Zdaniewicz podkreślił, że stan psychiczny jego żony jest "normalny", choć, jak dodał, białoruskie państwowe media piszą o jej "psychicznych problemach".

Pytany o to, czy wraz z Cimanouską popierali protesty na Białorusi, odpowiedział: "Nie interesowaliśmy się polityką i w protestach nie braliśmy udziału".

Mężczyzna zaznaczył, że są wraz z żoną gotowi wrócić na Białoruś, "jeśli nas nie posadzą i nie będzie spraw karnych".

Poinformował, że na Białorusi została matka Cimanouskiej.

Przedstawiciel Białoruskiego Funduszu Sportowej Solidarności Anatol Kotau powiedział BBC, że Cimanouska boi się represji przeciwko swojej rodzinie na Białorusi i "to jest teraz jej największy lęk".

W poniedziałek Kryscina Cimanouska, która dzień wcześniej zgłosiła się na policję na lotnisku i w efekcie nie wyleciała z Tokio, otrzymała w ambasadzie RP polską wizę humanitarną. Polscy dyplomaci zaoferowali jej opiekę i pomoc w podróży do Polski. Jeszcze w niedzielę w Tokio pomocy udzielili jej pracownicy japońskiego MSZ. Sprawą zajął się MKOl.

Cimanouska skrytykowała władze sportowe

W internecie opublikowano nagranie, które jest prawdopodobnie zapisem dźwiękowym rozmowy trenerów z Cimanouską. Mężczyźni mówią m.in., że z powodu jej "głupoty" mogą ucierpieć inni ludzie i trzeba sytuację "wygładzić", dlatego powinna wycofać się z igrzysk niby z powodu kontuzji i wrócić do kraju, niczego nie komentując.

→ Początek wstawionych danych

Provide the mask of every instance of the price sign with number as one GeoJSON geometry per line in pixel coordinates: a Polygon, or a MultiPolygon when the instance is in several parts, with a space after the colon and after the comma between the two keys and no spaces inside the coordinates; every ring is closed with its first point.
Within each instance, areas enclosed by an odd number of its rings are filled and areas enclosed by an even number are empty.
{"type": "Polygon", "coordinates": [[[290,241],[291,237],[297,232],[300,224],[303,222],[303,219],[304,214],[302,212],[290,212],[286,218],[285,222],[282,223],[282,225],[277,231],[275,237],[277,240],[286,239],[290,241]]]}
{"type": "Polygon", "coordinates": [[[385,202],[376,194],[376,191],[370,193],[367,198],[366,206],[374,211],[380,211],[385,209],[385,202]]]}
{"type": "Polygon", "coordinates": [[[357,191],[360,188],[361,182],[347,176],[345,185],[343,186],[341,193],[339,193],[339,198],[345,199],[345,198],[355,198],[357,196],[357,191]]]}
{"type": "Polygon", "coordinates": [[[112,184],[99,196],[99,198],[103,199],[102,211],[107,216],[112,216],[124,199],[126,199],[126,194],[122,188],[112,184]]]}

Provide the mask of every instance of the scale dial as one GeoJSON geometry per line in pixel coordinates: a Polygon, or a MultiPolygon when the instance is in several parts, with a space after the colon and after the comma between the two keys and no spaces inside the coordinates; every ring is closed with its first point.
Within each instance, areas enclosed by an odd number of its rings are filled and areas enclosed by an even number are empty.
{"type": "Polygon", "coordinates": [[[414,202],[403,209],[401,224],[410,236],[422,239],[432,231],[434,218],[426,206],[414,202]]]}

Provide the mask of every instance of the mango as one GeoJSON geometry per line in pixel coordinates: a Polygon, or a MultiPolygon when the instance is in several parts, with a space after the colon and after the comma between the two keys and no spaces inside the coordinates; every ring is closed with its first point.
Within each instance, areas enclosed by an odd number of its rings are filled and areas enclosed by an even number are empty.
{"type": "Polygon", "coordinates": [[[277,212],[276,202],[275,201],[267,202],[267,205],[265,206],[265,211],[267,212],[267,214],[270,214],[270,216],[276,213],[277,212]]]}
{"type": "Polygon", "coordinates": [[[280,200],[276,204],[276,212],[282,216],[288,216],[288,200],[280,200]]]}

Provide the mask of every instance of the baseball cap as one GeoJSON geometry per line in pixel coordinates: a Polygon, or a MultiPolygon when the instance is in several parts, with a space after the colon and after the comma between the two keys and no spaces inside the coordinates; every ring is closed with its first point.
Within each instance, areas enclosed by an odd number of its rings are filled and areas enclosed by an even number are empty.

Na nagraniu słychać, jak kobieta płacze.

"Jest we mnie tyle złości, że moja żona była na drugim końcu świata i nie mogłem jej obronić. Jacyś mężczyźni, którzy mają prawie po 60 lat, próbowali na nią naciskać, złamać, doprowadzili ją do łez" - powiedział Zdaniewicz w wywiadzie dla jednego z portali.

Kilka dni wcześniej Cimanouska dała wyraz emocjom i skrytykowała władze sportowe za to, że z powodu ich zaniedbań (niezgłoszenia ich w odpowiednim terminie do prób dopingowych) nie dopuszczono do igrzysk trzech innych biegaczek z Białorusi. W efekcie, jak się dowiedziała, miała startować w sztafecie 4x400, która nie jest jej konkurencją. Cimanouska tłumaczyła, że powodem jej emocji był fakt, iż decyzję podjęto bez jej udziału i bez konsultacji z nią.

24-letnia Cimanouska pochodzi z Klimowicz w obwodzie mohylewskim. Pierwszym jej dużym sukcesem było srebro w mistrzostwach Białorusi na 100 i 200 m w 2014 r. Rok później trafiła do reprezentacji, startowała na imprezach w kraju i za granicą. Mąż, który jest trenerem, pomagał jej w przygotowaniach do igrzysk.